We left the hospital and stood outside, waiting for Dev’s driver. Dev was recognized by many people – he is famous throughout Nepal, let alone at the hospital where he used to work – and while he chatted and joshed with them I stood and watched the endless flow of people coming and going. There was a large pool of dirty water from a leaking water main, and rubbish and broken bricks – probably left over from the earthquake – in the gutter opposite. And yet, as the women picked their way across the road in their brilliantly coloured and elegant clothes, I thought, with a slight feeling of shame, that the scene was rather beautiful.
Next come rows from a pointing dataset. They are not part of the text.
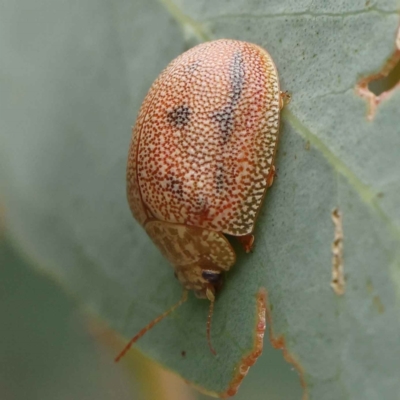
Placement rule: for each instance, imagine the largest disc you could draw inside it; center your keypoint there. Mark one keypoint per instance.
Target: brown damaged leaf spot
(363, 87)
(250, 358)
(338, 282)
(247, 361)
(279, 342)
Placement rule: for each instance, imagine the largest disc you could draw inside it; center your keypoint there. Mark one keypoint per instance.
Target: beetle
(201, 159)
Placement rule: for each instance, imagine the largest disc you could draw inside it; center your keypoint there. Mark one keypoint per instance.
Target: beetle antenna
(210, 313)
(151, 324)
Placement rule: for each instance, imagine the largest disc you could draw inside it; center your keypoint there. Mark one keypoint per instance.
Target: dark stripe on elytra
(226, 116)
(179, 117)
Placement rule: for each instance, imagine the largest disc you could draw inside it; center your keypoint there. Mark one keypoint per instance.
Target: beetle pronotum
(201, 159)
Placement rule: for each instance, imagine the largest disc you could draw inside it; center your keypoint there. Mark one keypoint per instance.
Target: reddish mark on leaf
(363, 87)
(279, 342)
(248, 360)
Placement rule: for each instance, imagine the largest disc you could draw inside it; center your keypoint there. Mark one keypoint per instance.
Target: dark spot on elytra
(175, 186)
(179, 117)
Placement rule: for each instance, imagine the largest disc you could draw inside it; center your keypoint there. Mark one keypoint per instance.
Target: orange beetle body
(202, 156)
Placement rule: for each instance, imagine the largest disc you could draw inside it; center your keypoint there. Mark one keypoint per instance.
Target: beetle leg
(284, 99)
(271, 176)
(247, 241)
As Ramesh, Dev’s driver, manoeuvred the car past the long and chaotic queues outside the petrol stations, Dev returned to the subject of the Bir.

‘I need a rest after what I have just been through. It was terrible, terrible… people would come to appreciate just how good a ward could be… all gone. That floor was something different. Nice working environment. It was recognized by the Royal College in England for training. All gone, all gone.’

A few months later I met an English neurosurgeon in New Zealand who, when a medical student, had visited Dev’s department at the Bir. He fully confirmed just how different the department had been from the rest of the hospital.

‘It was a beacon of light in the darkness,’ he said.

‘We came back here with such high hopes,’ Madhu told me over supper that evening, ‘and everything has got so much worse.’